Bund erzielt Überschuss von fast 3 Milliarden

Budgetiert war lediglich ein Plus von 300 Millionen Franken

Die Rechnung des Bundes schliesst erneut besser ab als erwartet: Der Bund erzielte im vergangenen Jahr einen Überschuss von 2,9 Milliarden Franken, budgetiert war ein Plus von 300 Millionen Franken.

Das positive Ergebnis hatte sich abgezeichnet. Im Oktober war das Finanzdepartement davon ausgegangen, dass der Überschuss 2,5 Milliarden Franken betragen würde. Nun ist es noch mehr. Der Bundesrat ist am Mittwoch über das provisorische Rechnungsergebnis und die Aussichten für die kommenden Jahre informiert worden. Er kam zum Schluss, dass aus heutiger Sicht nächstes Jahr keine Sparmassnahmen nötig sind, wie das Finanzdepartement mitteilte.

Stärker als Wirtschaftswachstum

2018 schlossen die Einnahmen um 2,2 Milliarden besser ab als budgetiert. Gegenüber dem Vorjahr nahmen sie um 2,7 Milliarden zu und beliefen sich auf 73,5 Milliarden Franken. Das Einnahmenwachstum fiel erneut stärker aus als das nominale Wirtschaftswachstum. Hohe Mehreinnahmen wurden erneut bei der Verrechnungssteuer verzeichnet.

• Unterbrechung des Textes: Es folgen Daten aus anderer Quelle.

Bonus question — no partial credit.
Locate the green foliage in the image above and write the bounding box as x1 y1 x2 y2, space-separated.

Hohe Mehreinnahmen bei der Verrechnungssteuer

Die Verrechnungssteuereinnahmen beliefen sich auf 7,5 Milliarden Franken und blieben damit nur leicht unter dem Rekordniveau von 2017 - und 1,6 Milliarden Franken über dem Budget. Wie im Vorjahr blieben die Rückerstattungen unter den Erwartungen. Aus diesem Grund wurden auch dieses Jahr Rückstellungen für künftige Rückforderungen vorgenommen. 

Oft besser als budgetiert

In den vergangenen Jahren lag das Ergebnis meistens über dem Budget. 2017 resultierte ein Überschuss von 2,8 Milliarden anstelle eines Defizits, 2016 schloss die Rechnung mit einem Überschuss von 750 Millionen Franken. Budgetiert war damals ein Defizit von 500 Millionen Franken. Auch in den Jahren vorher war die Rechnung immer besser herausgekommen.

Prognosen schwierig

Angesichts dieser Resultate sieht sich Finanzminister Ueli Maurer mit dem Vorwurf konfrontiert, absichtlich zu pessimistisch zu budgetieren. Das Finanzdepartement weist diesen Vorwurf zurück. Es betont, die Entwicklung der Verrechnungssteuer sei sehr volatil und deshalb schwierig zu prognostizieren.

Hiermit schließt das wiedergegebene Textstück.